La Fran­cia li rispe­di­sce indie­tro e l’Italia con­ti­nua a com­por­tarsi come se non esi­stes­sero, ma loro ogni giorno pro­vano a var­care il con­fine. Per il governo sono fan­ta­smi, molto meno di una sec­ca­tura. Il via vai tra il cen­tro di acco­glienza della sta­zione e la pineta di fronte al mare è con­ti­nuo. I migranti, pro­fu­ghi suda­nesi ed eri­trei, mostrano una pazienza infi­nita. Quasi ogni giorno accade qual­cosa a tenere viva la spe­ranza. Può essere una par­tita a cal­cio, una pasta­sciutta, le chiac­chiere con i ragazzi del Pre­si­dio per­ma­nente No Bor­ders, una pre­senza fon­da­men­tale e discreta.

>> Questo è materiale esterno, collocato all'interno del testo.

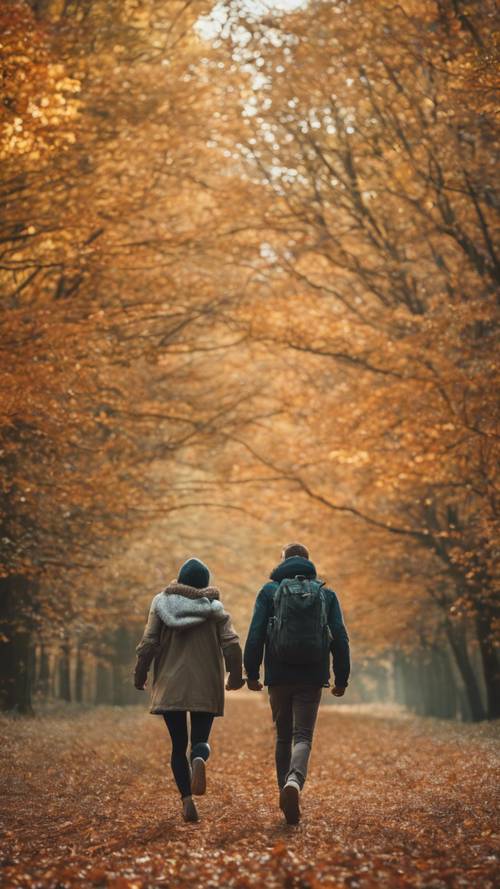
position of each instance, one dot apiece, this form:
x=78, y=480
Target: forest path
x=88, y=800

Con fatica stanno cer­cando di fare rete con altre realtà orga­niz­zate: «Vor­remmo che l’esistenza di que­sto luogo, oltre che essere uno stru­mento di sup­porto per gestire il flusso dei migranti, potesse ser­vire anche per creare un movi­mento dif­fuso capace di bat­tersi con­tro la logica dei con­fini e per la libera cir­co­la­zione delle per­sone», spiega Lorenzo.

Dall’inizio è accam­pato in pineta, ci sono da orga­niz­zare lun­ghe gior­nate dove non accade quasi niente e non è facile abboz­zare un pro­gramma. Sono i migranti a deci­dere cosa fare. E sarà così anche per le tre gior­nate di mobi­li­ta­zione che comin­ce­ranno domani. «Ci aspet­tiamo un con­tri­buto da chi si occupa di immi­gra­zione in varie parti d’Italia — spiega — par­le­remo di legi­sla­zione euro­pea e assi­stenza legale. Poi dovremo attrez­zarci per con­ti­nuare, non ce ne andremo fino a quando i migranti deci­de­ranno di stare qui, Ven­ti­mi­glia resterà sem­pre un punto di passaggio».

La sera, pro­mette, ci sarà anche da diver­tirsi. Come l’altro ieri, anche se quella è stata una serata spe­ciale. La comu­nità di San Bene­detto del Porto (quella di don Gallo) mar­tedì è andata a tro­varli e insieme ai volon­tari si sono pre­sen­tati anche Vauro e la band dei Tetes de Bois. I migranti hanno improv­vi­sato un ritmo irre­si­sti­bile per­cuo­tendo pen­tole e bastoni su un ritor­nello «scritto» da Ibra­him, 16 anni. Quel canto di libertà è stato inciso dal gruppo e adesso vogliono farne una can­zone. Gli arran­gia­menti ver­ranno, ma il testo si può già can­tic­chiare: We are not going back (non tor­ne­remo indie­tro). Andrea Satta, il can­tante, ha spie­gato che l’avevano pen­sata solo «come una suo­nata per voce e fisar­mo­nica da tenere sugli sco­gli per accom­pa­gnare la spe­di­zione di der­rate ali­men­tari». Poi l’intuizione: «È un mes­sag­gio di spe­ranza e bat­ta­glia che abbiamo voluto ripren­dere per­ché come arti­sti abbiamo il dovere di farlo cono­scere e por­tare in giro per il mondo. Ne faremo una can­zone, una sto­ria da rac­con­tare che quest’estate por­terà Ven­ti­mi­glia in tournée».